Crítica do filme “Mirror Wall”

Para quem assiste constantemente filmes hollywoodianos deve ter notado que alguns protagonistas, que fazem sucesso com algum título, frequentemente parecem interpretam o mesmo papel ao longo do tempo. Exemplos não faltam: Clint Eastwood como velho rabugento, Tom Cruise com seus heróis de ação, Eddie Murphy com seus múltiplos personagens escatológicos, etc. Este tipo de repetição de padrão, para agradar o público e garantir uma boa audiência, também se repete em filmes outdoor.

Por este tipo de escolha dos produtores alguns títulos parecem repetir e recontar a mesma história, com protagonistas e estilos de filmagens que parecem não amadurecer com o tempo. Os filmes iniciais de Chris Sharma da sequência “Dosage”, junto de seu “Rampage”, produzidos pela já extinta BigUp Productions são um exemplo cristalino desta repetição à exaustão da mesma fórmula sem modificações sensíveis ao longo do tempo. O público, claro, acaba cansado de estar sempre vendo mais do mesmo. As telenovelas, sobretudo as brasileiras, possuem este comportamento com temáticas repetitivas e sem evolução de roteiro.

O escalador britânico Leo Houlding foi protagonista de produções como “The Wildest Dream”, “The Last Great Climb” e “The Asgard Project” na qual ele vai a lugares inóspitos conquistar uma via. Apesar de serem filmes de qualidade, parecem em vários momentos contar a mesma história. A fórmula de apresentar filmes outdoor com protagonistas sem vida pessoal e que não sentem medo, vivendo na estrada uma espécie de “vida simples” e cheia de liberdade já está desgastada. Atualmente quanto mais humanidade e vida particular, em um documentário sobre algum esporte outdoor, mais agrada ao público que seguramente assiste toneladas de material disponibilizado em canais de internet no Youtube e Vimeo.

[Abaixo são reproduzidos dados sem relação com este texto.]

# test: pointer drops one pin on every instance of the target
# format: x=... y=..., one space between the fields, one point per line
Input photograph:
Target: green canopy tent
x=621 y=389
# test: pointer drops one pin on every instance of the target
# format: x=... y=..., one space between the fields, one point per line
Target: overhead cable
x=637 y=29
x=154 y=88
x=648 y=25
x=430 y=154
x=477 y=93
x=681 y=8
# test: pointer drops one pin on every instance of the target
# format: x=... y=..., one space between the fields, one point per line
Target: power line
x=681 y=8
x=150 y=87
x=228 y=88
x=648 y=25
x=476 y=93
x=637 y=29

Ciente deste tipo de necessidade de amadurecimento da fórmula de seus filmes Leo Houlding,  junto da Coldhouse Collective, procurou reinventar-se em sua mais nova produção: “Mirror Wall”. O filme documenta a jornada do escalador britânico, junto de outros dois companheiros, para conquistar uma via de escalada na Groenlândia. Como ele mesmo descreve logo no início não é a mais alta, nem a mais difícil, nem mesmo a mais inóspita, das escaladas mas é muito mais uma vontade pessoal que, diferentemente da mídia tradicional cultua, vêm desde os tempos que se dedicava a campeonatos de escalada.

Com uma pegada muito mais intimista, menos espetacularesca, sem muitas imagens de impacto para arrancar adjetivos superlativos da platéia, “Mirror Wall” mostra um Leo Houlding mais adulto, mais tridimensional em sua personalidade e, surpreendentemente, deixando no ar um tom de despedida das telas. Com várias reflexões a respeito da vida, do lugar e, principalmente, sobre seu papel como pai de família o protagonista aponta para uma tendência dos documentários de aventura que é mostrar as pessoas como humanos, e menos como super-heróis.

Usando intensamente gráficos animados, recurso o qual parece ainda não terem sido descobertos por grande parte das produções do gênero, “Mirror Wall” é bastante instrucional e educativo, sem ser pedante nem repetitivo. Mas há, sem dúvida, ainda uma carga pesada de linguagem de peças publicitárias. Algumas tomadas parecem propagandas descaradas e colocadas ali propositalmente, sem ao menos fazer parte da história, para alongar a produção por alguns minutos. O uso de câmera lenta excessivo começa a dispersar a atenção do expectador por volta da metade da produção e, durante alguns momentos, parece que o diretor ter se inspirado em videoclips da quase extinta MTV.

Mesmo com várias derrapadas no caminho, sobretudo no ritmo da história, “Mirror Wall” é uma produção que merece ser assistida com carinho por quem pretende realizar algo do gênero. No filme está claro que quanto mais pessoal se tornam o diálogo e reflexões, mais o conteúdo do filme tende a ganhar em profundidade.

Fica nítido também que o culto da vida perfeita (o qual não existe, diga-se), escalador sem medo, aventureiro livre, e outras bobagens repetidas por revistas outdoor impressas, faz parte de uma filosofia de vida de um mundo que nem existe mais. O filme, portanto, serve de documento da transição de prioridades e ambições que o esporte, e a população mundial como um todo, passa no momento.